Run tests via in vitro fertilization

Use multiple women at multiple fertility clinics to make sure the process works in at least a few of them. You can use any woman who is just about to ovulate but it would be best to use women who were already in the process of doing IVF and were scheduled to have their eggs harvested anyway.

It takes 5-6 days after fertilization in a petri dish for an embryo to "hatch." This does not tell you if the embryo can be successfully implanted in a "new" uterus and if it will gestate. But it will at least tell you that conception is possible (or not).

Coordinate these tests worldwide, on hundreds, or thousands of eggs. Use eggs and sperm from women and men who are both transformed. Also run tests on transformed women with human men and human women with transformed men.

Do sperm analysis

In transformed men you would also do sperm analyses. Hundreds/thousands of them. Put the results online. If the transformed men are not producing viable appearing sperm, you've more or less answered your question, though you still want to test it with live eggs either way.

Try frozen embryo transfer

When people create embryos via IVF, it's common to freeze "extra" ones you are not implanting that cycle. Some people later donate these embryos when they no longer need them, which means they're available to women who wish to get pregnant using them.

When you implant an embryo, it's done a few days after ovulation, which means that pregnancy detection can be done sooner than if you're timing it from a natural conception, which must happen the day of or a few days before ovulation. Chances are good that you could know that implantation was successful within a week of doing the procedure.

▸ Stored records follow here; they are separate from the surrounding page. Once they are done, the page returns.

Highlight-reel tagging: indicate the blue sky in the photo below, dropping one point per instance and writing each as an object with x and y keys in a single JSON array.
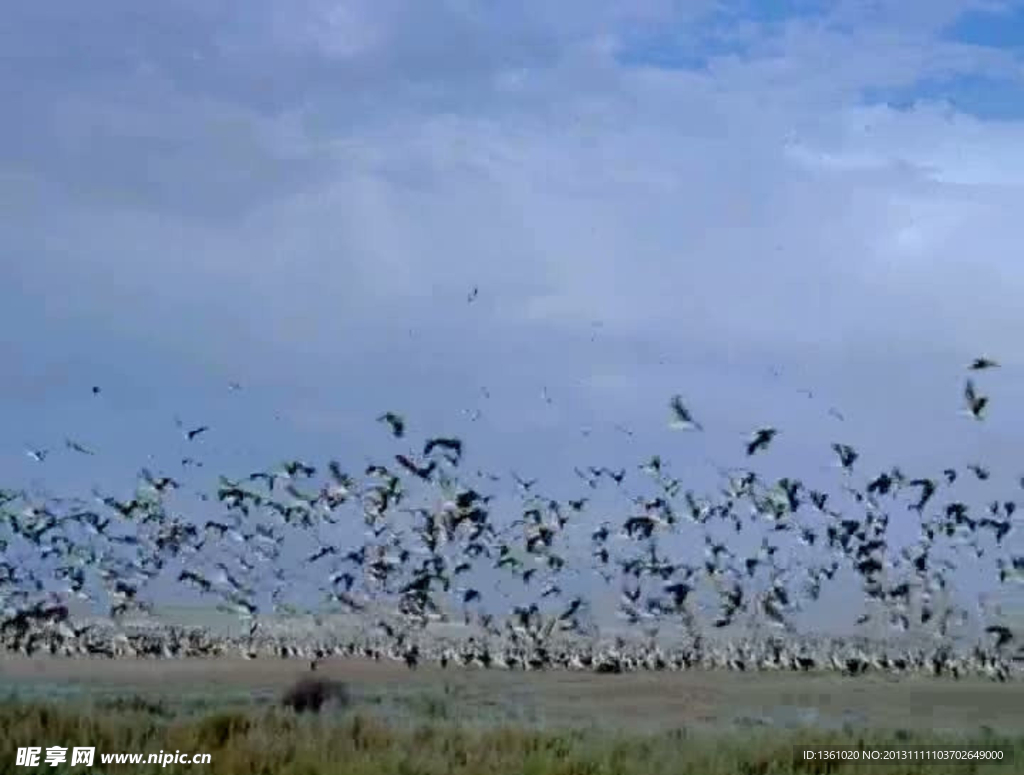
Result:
[{"x": 729, "y": 201}]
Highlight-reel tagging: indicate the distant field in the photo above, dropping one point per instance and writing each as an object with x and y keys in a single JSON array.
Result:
[
  {"x": 437, "y": 729},
  {"x": 642, "y": 701}
]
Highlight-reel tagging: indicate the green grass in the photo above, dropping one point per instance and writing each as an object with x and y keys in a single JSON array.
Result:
[{"x": 264, "y": 739}]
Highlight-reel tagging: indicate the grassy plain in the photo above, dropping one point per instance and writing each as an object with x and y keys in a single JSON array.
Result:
[{"x": 478, "y": 723}]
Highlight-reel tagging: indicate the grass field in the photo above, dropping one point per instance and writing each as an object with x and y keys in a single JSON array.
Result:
[{"x": 477, "y": 723}]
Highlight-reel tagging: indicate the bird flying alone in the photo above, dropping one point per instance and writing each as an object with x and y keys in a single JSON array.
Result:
[
  {"x": 976, "y": 403},
  {"x": 681, "y": 417},
  {"x": 981, "y": 363},
  {"x": 761, "y": 439}
]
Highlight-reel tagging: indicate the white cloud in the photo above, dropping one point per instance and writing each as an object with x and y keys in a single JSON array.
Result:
[{"x": 288, "y": 192}]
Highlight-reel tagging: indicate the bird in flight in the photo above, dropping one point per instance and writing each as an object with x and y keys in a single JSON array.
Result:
[
  {"x": 72, "y": 444},
  {"x": 681, "y": 417},
  {"x": 761, "y": 439},
  {"x": 396, "y": 423},
  {"x": 976, "y": 402},
  {"x": 981, "y": 363}
]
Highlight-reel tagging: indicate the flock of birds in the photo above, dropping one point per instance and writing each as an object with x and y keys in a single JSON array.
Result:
[{"x": 417, "y": 541}]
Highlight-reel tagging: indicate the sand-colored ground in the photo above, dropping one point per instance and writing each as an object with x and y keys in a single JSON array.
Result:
[{"x": 636, "y": 700}]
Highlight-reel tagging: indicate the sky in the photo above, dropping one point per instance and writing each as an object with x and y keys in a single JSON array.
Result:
[{"x": 736, "y": 202}]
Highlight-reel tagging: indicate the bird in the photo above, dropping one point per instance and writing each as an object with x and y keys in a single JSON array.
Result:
[
  {"x": 981, "y": 363},
  {"x": 72, "y": 444},
  {"x": 761, "y": 439},
  {"x": 847, "y": 456},
  {"x": 976, "y": 402},
  {"x": 395, "y": 422},
  {"x": 681, "y": 417}
]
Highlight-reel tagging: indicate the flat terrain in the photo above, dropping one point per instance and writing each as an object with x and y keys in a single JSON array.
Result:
[{"x": 641, "y": 701}]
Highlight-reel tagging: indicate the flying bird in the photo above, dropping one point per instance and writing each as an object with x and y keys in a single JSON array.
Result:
[
  {"x": 395, "y": 422},
  {"x": 761, "y": 439},
  {"x": 981, "y": 363},
  {"x": 681, "y": 417},
  {"x": 72, "y": 444},
  {"x": 976, "y": 403}
]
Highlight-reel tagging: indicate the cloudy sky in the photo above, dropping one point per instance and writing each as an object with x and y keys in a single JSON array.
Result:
[{"x": 733, "y": 201}]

These embryos of course will be fully human and successful implantation will not tell you anything about conception in transformed humans. But they will give you information about a transformed uterus, if it is capable of accepting an embryo and starting the gestation process.

Like with the IVF tests, use women who were already about to be implanted but who are now transformed. It doesn't matter if they're using their own stored embryos or donated ones.

Finding fertility clinics

In the US alone, "there are about 480 U.S. fertility clinics, 100+ sperm banks, an unknown number of egg donors, and 1,700 reproductive endocrinologists." A large number of them will have some women who are just about to undergo egg harvesting or embryo implantation. You may be able to include more women in the trials if necessary, especially if they're women who were not doing IFV or embryo transfers but were trying to get pregnant and carefully monitoring their cycles (with ovulation prediction) and taking hormones (progesterone after ovulation being very important here).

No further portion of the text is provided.